In this blog post, we’re announcing the upcoming release of a new, opt-in runtime type checking system for Beam’s Python SDK that’s optimized for performance in both development and production environments.

But let’s take a step back - why do we even care about runtime type checking in the first place? Let’s look at an example.

class MultiplyNumberByTwo(beam.DoFn):
    def process(self, element: int):
        return element * 2

p = Pipeline()
p | beam.Create(['1', '2'] | beam.ParDo(MultiplyNumberByTwo())

In this code, we passed a list of strings to a DoFn that’s clearly intended for use with integers. Luckily, this code will throw an error during pipeline construction because the inferred output type of beam.Create(['1', '2']) is str which is incompatible with the declared input type of MultiplyNumberByTwo.process which is int.

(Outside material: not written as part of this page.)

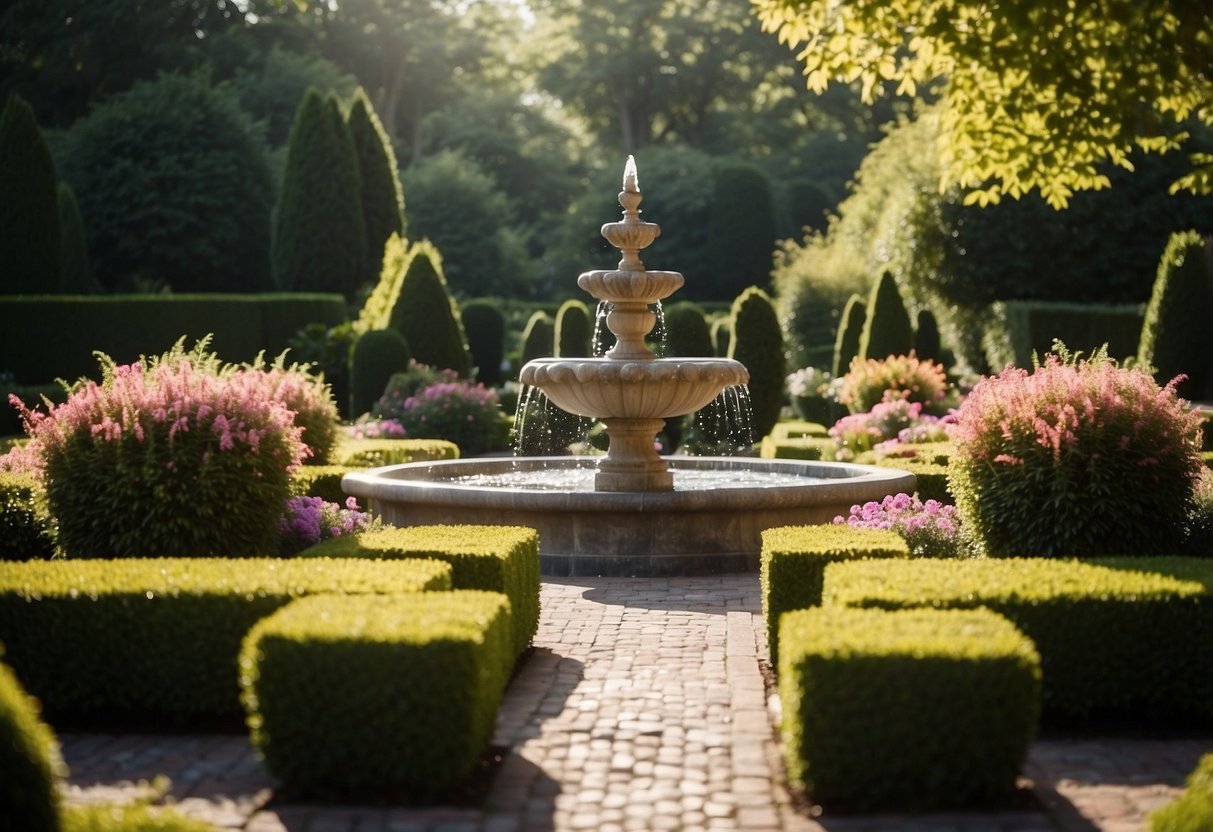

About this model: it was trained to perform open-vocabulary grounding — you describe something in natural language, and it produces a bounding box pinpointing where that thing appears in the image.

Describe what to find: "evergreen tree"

However, what if we turned pipeline type checking off using the no_pipeline_type_check flag? Or more realistically, what if the input PCollection to MultiplyNumberByTwo arrived from a database, meaning that the output data type can only be known at runtime?

In either case, no error would be thrown during pipeline construction. And even at runtime, this code works. Each string would be multiplied by 2, yielding a result of ['11', '22'], but that’s certainly not the outcome we want.

So how do you debug this breed of “hidden” errors? More broadly speaking, how do you debug any typing or serialization error in Beam?

The answer is to use runtime type checking.

Runtime Type Checking (RTC)

This feature works by checking that actual input and output values satisfy the declared type constraints during pipeline execution. If you ran the code from before with runtime_type_check on, you would receive the following error message:

Type hint violation for 'ParDo(MultiplyByTwo)': requires <class 'int'> but got <class 'str'> for element

This is an actionable error message - it tells you that either your code has a bug or that your declared type hints are incorrect. Sounds simple enough, so what’s the catch?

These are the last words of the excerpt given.